(HealthDay News) — The U.S. Preventive Services Task Force (USPSTF) has concluded that there is currently insufficient evidence to assess the balance of benefits and harms of performing screening pelvic examination in asymptomatic, nonpregnant adult women. These findings form the basis of a final recommendation statement published in the March 7 issue of the Journal of the American Medical Association.
Janelle M. Guirguis-Blake, M.D., from the University of Washington in Tacoma, and colleagues conducted a systematic literature review to examine the health benefits, accuracy, and harms of screening pelvic examination for gynecologic conditions among asymptomatic, nonpregnant women who are not an increased risk for any specific condition. Data were included for nine studies with 27,630 patients.

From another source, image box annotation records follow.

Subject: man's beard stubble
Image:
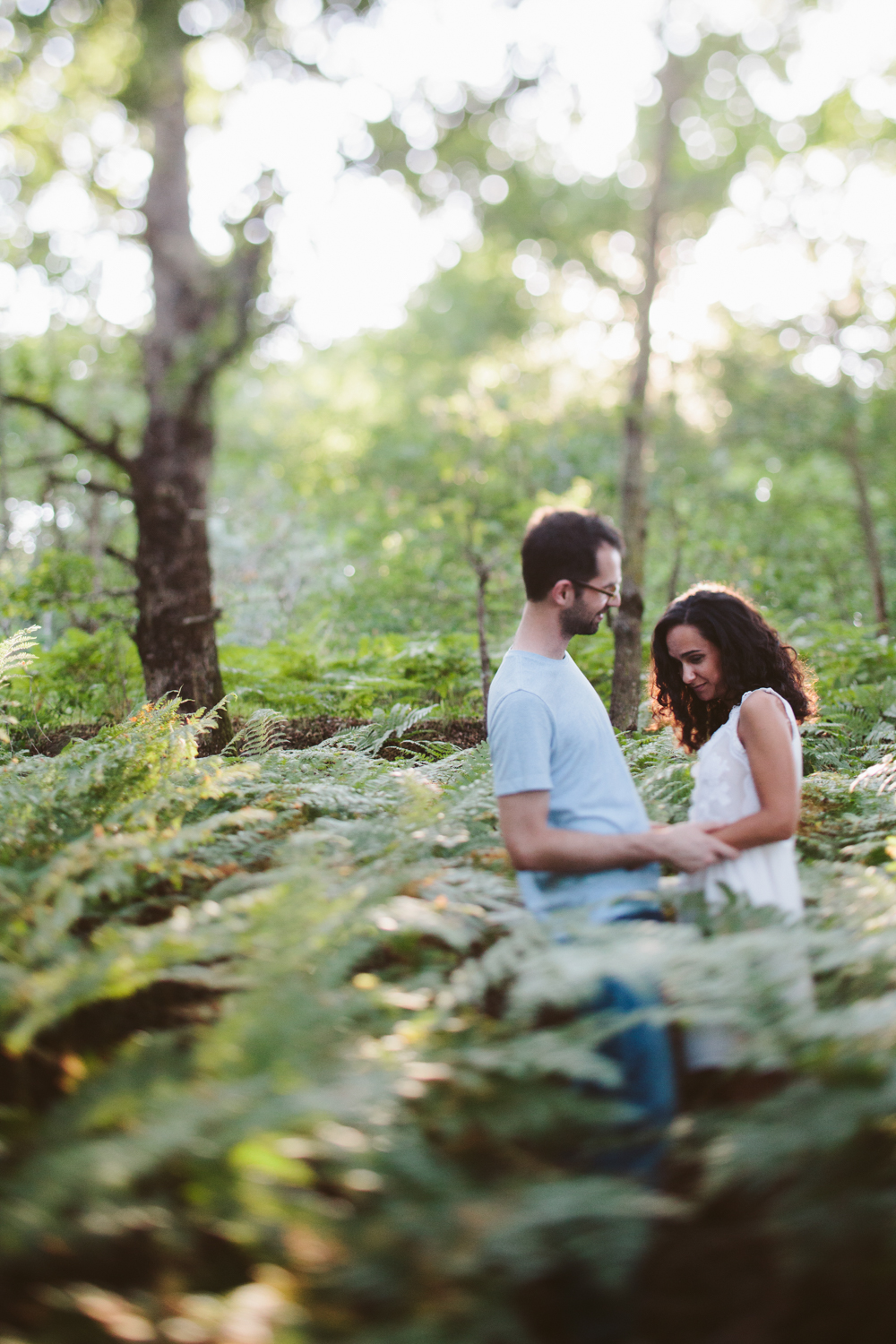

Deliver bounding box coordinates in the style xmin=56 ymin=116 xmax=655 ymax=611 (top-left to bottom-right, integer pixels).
xmin=560 ymin=601 xmax=603 ymax=640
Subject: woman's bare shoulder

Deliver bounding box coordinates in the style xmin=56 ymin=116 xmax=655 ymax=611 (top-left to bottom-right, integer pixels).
xmin=739 ymin=690 xmax=790 ymax=733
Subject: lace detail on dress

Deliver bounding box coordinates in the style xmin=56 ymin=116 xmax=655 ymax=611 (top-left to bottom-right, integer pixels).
xmin=688 ymin=687 xmax=802 ymax=823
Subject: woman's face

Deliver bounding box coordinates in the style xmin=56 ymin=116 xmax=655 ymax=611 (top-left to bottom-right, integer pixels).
xmin=667 ymin=625 xmax=726 ymax=701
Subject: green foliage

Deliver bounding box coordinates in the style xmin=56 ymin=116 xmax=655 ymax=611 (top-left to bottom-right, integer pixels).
xmin=16 ymin=624 xmax=143 ymax=744
xmin=0 ymin=618 xmax=896 ymax=1344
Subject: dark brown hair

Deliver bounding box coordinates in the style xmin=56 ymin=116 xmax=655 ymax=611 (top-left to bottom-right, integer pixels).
xmin=520 ymin=508 xmax=624 ymax=602
xmin=650 ymin=583 xmax=815 ymax=752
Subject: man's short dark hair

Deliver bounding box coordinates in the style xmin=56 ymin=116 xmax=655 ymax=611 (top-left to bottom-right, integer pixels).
xmin=520 ymin=510 xmax=625 ymax=602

The researchers found that no trials examined the effectiveness of the pelvic examination for reducing all-cause mortality, cancer- and disease-specific morbidity and mortality, or improving quality of life. No direct evidence was found for the benefits or harms of the pelvic examination as a one-time or periodic screening test. Based on these findings, the USPSTF concludes that the current evidence is inadequate for weighing the benefits and harms of screening pelvic examinations (I statement).
“Until more research is available, clinicians should continue to use their clinical judgment, taking each patient’s individual values, preferences, and circumstances into consideration when deciding with patients whether or not a pelvic exam should be performed,” a Task Force member said in a statement.